Kim Edgar began their residency, remotely from their home in Dawson, on July 1.
The Jenni House residency typically sees an artist work out of the namesake building in downtown Whitehorse, but due to COVID-19, artists have been staying in their respective communities and running public outreach events online.
Edgar said staying at home for a residency was a new experience; all their previous artist residencies involved travelling somewhere else to work.
“The benefit of that is that you’re sort of in a separate space, so that you are focused on doing the thing that you’re meant to be doing, you know?” they said in an interview July 7.
“And there is something about that spatial separation and the fact that I’m usually, like, alone, that really does change my relationship to the work that I’m doing and so at home, I don’t have that, it’s true, but I have instead implemented, like, a strict sort of schedule I’m trying to follow.”

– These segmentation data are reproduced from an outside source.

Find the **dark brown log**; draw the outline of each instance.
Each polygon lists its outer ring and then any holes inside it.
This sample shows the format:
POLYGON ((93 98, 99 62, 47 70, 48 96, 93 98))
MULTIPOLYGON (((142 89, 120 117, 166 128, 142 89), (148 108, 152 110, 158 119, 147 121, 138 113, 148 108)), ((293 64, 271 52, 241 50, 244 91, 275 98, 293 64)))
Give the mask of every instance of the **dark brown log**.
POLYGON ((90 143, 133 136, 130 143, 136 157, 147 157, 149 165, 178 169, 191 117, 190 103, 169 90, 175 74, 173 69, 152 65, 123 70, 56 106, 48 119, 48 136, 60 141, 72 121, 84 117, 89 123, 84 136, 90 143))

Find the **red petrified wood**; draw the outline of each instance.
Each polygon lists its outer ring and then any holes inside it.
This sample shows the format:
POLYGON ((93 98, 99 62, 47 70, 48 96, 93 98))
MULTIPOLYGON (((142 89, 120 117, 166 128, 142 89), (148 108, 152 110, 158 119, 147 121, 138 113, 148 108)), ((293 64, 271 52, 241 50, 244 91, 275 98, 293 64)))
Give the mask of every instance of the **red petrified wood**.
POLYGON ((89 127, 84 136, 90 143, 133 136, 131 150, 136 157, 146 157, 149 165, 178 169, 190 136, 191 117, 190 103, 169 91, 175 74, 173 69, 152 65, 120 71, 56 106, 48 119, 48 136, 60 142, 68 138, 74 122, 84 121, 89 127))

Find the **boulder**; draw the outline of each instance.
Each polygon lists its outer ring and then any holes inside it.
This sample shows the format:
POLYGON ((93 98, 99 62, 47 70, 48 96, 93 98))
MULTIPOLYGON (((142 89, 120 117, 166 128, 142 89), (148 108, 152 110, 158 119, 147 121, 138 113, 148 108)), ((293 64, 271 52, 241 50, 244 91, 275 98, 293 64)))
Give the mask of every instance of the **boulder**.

Edgar has picked out six books they’re hoping to finish reading by the end of the month, including Illness as Metaphor and AIDS and Its Metaphors by Susan Sontag, who was undergoing treatment for cancer when she wrote the book; Wuthering Heights by Emily Bronte; and Disfigured: On Fairy Tales, Disability, and Making Space by Amanda Leduc.

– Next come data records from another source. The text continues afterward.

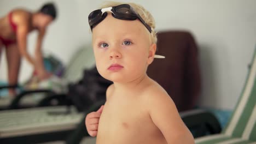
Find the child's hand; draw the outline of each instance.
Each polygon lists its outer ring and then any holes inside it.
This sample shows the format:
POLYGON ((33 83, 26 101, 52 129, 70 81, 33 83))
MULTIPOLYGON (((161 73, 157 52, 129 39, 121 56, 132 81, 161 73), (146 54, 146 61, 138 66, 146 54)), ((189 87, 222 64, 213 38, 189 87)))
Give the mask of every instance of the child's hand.
POLYGON ((98 132, 98 125, 100 117, 102 112, 104 105, 96 112, 92 112, 87 115, 85 118, 85 126, 88 134, 91 136, 96 136, 98 132))

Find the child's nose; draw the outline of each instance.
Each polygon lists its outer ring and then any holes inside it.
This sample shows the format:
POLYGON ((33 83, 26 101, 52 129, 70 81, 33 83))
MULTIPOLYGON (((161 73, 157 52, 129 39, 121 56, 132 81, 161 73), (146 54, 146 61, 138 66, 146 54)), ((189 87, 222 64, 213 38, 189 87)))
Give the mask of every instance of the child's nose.
POLYGON ((122 57, 122 55, 118 51, 116 50, 112 51, 109 56, 109 59, 112 59, 113 58, 121 58, 122 57))

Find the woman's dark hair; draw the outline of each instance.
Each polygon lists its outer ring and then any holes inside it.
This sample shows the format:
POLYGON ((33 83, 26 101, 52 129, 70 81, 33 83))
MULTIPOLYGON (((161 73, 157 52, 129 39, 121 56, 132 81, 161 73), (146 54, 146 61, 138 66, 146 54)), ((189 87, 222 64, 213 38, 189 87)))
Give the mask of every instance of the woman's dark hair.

They’ve been trying to dedicate four-hour chunks each day to reading and researching, using “little egg timers and stuff” to help keep them on track although they said they stop once they feel like they “can’t absorb more information.”
Edgar said tropes surrounding disability and illness are nothing new for them; they have their own “host of illnesses” that they’ve been “negotiating,” some of which have only appeared in the past five years.
“I’ve been doing comics quite a lot and so my more recent comics have been about … me having an undiagnosed illness or an illness that’s not yet diagnosed or unexplained symptoms,” they said, explaining that creating comics and writing stories has served as a way to understand and process being chronically ill and disabled.
It wasn’t until February, though, that Egar said they started to take an interest in academic representations and analyses of disability and illness when their partner, who studied English, suggested they read The Educated Imagination by Northrop Frye.
“I never went to university so … the academic ideas behind things, especially behind things like literature and storytelling that maybe most people (that) have a generalized university background have, I’ve never really encountered until I started reading about it myself,” they explained.
“And what I really liked about The Educated Imagination was, it talks about, like, literature as a whole, as something constantly compounding upon each other and the idea that previous tropes and stories always will influence the stories we’re telling now.
“And so I thought if I’m writing about illness, I’d like to know a little bit more about how much illness was presented in literature in history so that I can hopefully take that in and avoid problematic tropes that have been done before that are cliché, but also maybe like, have a better idea of kind of how illness occupies our consciousness as a culture, and then maybe have a better idea of how to like subvert that or change that.”
Edgar said they’re hoping to use the research to produce a story outline and a loose script for a graphic novel they’re working on featuring two characters with disabilities. The story is still “very much in development,” they said, but wanted the structure to be like a “river journey,” another trope found in a lot of stories.
“I’m thinking of like, Heart of Darkness, or the movie I really love called Embrace of the Serpent, but they all tend to have (this structure of) you’re traveling up or down river and make all of these stops on the way, and there’s this idea that the further along the river you go, the more you’re like, descending into something,” Edgar said.
“I think about that a lot with the Yukon River, so I do want to include something with the Yukon River and being on the river I think in the story.”
As for the characters, Edgar said they’re still working on how they’ll be presented, noting that there’s a broad number of disabilities including ones that aren’t visible.
“I want to have two protagonists … with two different disabilities that are not like, working with each other, but not working against each other, just sort of foiling each other perhaps,” they said.
“…I have a lot of snippets and notes and things I’d like to include, but also the structure is changing based on the books that I’m reading so I think I’ll have a better idea of the story structure by the end of (the residency).”